Some are full-blown tourist operations; others draw only locals looking for a picnic and a swim. "Each year the number of visitors goes up," says Mr. Meacham.
Locals once used the town's cenote as a water source, but over time trash began to accumlate in it.
No one considered swimming there – except the young boys who would play anywhere.
Tourists and local residents certainly had very little interest in the town's cenote, even though they have whizzed by the tiny town for years on the way to see the ancient Mayan pyramids at Chichén Itzá.
Tourists are now stopping by
One visitor was Belisa Barbachano, who runs the landmark hotel Hacienda Chichen at the nearby ruins and has driven past Yokdzonot for 14 years. But taking a shortcut one day last year, she passed the town, and a group of women working into the night.
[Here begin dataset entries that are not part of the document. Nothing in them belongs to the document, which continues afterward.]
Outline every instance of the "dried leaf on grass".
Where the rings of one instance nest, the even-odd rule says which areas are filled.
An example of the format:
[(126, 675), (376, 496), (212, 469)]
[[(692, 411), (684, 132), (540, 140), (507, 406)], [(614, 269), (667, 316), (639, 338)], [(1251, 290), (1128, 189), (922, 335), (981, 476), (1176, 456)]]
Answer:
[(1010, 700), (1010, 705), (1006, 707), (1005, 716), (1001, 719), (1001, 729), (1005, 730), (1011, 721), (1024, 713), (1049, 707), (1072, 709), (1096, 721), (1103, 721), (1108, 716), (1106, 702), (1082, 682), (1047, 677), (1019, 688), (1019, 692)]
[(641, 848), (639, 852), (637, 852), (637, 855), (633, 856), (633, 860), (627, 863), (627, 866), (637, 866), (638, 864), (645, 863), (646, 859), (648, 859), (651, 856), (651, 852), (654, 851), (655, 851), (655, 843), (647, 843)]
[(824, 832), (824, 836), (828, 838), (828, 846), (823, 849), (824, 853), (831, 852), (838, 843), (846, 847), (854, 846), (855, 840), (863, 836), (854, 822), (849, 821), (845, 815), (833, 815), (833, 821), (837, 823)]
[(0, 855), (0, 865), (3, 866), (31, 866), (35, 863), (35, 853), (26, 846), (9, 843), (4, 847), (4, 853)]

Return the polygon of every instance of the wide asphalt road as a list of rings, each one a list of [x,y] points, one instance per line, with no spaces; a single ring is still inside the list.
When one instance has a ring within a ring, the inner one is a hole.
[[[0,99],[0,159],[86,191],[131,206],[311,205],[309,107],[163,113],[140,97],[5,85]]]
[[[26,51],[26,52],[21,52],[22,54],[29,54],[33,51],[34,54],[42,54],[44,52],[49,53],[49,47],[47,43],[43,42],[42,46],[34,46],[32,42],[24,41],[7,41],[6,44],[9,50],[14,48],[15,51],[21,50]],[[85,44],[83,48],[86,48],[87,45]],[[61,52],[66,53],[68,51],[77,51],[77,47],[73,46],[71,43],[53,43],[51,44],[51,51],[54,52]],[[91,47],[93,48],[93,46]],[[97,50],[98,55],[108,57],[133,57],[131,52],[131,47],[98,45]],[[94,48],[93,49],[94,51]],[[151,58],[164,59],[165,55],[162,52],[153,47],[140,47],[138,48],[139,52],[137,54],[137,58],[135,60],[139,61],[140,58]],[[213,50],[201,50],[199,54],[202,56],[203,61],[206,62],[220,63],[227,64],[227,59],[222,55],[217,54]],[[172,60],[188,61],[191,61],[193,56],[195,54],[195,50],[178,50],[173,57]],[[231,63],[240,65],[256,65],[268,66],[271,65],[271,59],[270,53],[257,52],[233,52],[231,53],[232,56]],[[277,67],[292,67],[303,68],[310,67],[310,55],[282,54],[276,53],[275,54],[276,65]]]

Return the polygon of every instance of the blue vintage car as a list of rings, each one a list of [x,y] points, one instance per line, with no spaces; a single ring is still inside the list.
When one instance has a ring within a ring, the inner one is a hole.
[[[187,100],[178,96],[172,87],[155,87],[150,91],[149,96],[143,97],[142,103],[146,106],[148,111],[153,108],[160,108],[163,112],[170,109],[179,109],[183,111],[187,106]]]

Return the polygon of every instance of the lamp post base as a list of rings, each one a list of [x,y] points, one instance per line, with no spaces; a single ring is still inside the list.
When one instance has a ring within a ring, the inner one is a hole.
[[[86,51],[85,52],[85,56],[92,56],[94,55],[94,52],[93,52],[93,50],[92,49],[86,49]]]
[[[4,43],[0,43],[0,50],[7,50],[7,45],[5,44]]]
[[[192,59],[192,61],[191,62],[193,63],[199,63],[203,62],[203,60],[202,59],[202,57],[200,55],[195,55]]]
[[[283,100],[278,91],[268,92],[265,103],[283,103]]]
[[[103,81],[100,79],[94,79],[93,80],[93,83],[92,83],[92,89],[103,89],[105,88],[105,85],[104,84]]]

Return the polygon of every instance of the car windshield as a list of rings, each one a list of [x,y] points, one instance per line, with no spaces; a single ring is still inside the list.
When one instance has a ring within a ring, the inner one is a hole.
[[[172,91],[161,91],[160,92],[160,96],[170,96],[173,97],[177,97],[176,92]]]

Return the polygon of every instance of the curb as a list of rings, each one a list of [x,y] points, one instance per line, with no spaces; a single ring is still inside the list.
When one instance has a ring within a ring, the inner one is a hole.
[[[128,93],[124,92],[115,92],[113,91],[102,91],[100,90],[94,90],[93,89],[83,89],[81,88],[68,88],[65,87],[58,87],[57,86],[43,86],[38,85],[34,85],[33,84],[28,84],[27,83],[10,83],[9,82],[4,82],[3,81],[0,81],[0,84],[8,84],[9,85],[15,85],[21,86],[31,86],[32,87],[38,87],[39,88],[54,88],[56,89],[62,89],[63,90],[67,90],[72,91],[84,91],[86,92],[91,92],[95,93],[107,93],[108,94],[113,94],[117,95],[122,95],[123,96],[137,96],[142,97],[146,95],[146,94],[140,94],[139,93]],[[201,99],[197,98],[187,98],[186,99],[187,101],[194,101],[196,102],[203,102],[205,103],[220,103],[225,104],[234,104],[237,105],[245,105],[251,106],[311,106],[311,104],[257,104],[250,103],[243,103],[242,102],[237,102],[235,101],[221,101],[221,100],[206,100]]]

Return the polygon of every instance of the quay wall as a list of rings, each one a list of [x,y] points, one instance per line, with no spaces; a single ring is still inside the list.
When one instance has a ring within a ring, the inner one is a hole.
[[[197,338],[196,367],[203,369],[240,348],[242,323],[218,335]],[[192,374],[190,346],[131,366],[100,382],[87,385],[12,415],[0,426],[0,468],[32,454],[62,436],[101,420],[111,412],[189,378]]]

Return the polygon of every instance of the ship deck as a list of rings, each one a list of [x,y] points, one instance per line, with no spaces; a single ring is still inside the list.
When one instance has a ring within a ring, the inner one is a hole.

She immediately assumed some high-end tourist operator had moved in, she says. But when she stopped to talk she says she realized it was a grass-roots effort by the community to boost tourism and generate revenue.
"There were these little women," Ms. Barbachano says, whose staff now helps them plan their menus and follow a budget. "I was so impressed with them. They had put down each stone. Everyone thought they were crazy. They told [us]: 'Now that we have it, everyone wants it.' "
Today homemade signs on the highway invite visitors to take a swim. The cenote is still a work in progress. The group takes shifts managing the new tourist attraction: cleaning, handling the $2 entrance fees, or cooking in a small palm-covered restaurant that they built adjacent to the cenote. For now, the group invests most of the money they earn into maintaining the small park and cenote.
It's been hard, says Mendez, who used to sew in her spare time for extra cash. While they were building the pool, some men complained that the women were gone all day and night. Some men helped, but others have not accepted that they must sometimes help out.
That, she says, has not stopped their efforts.
"As a woman, all you want to do is help your family," Mendez says. "That is why we did this."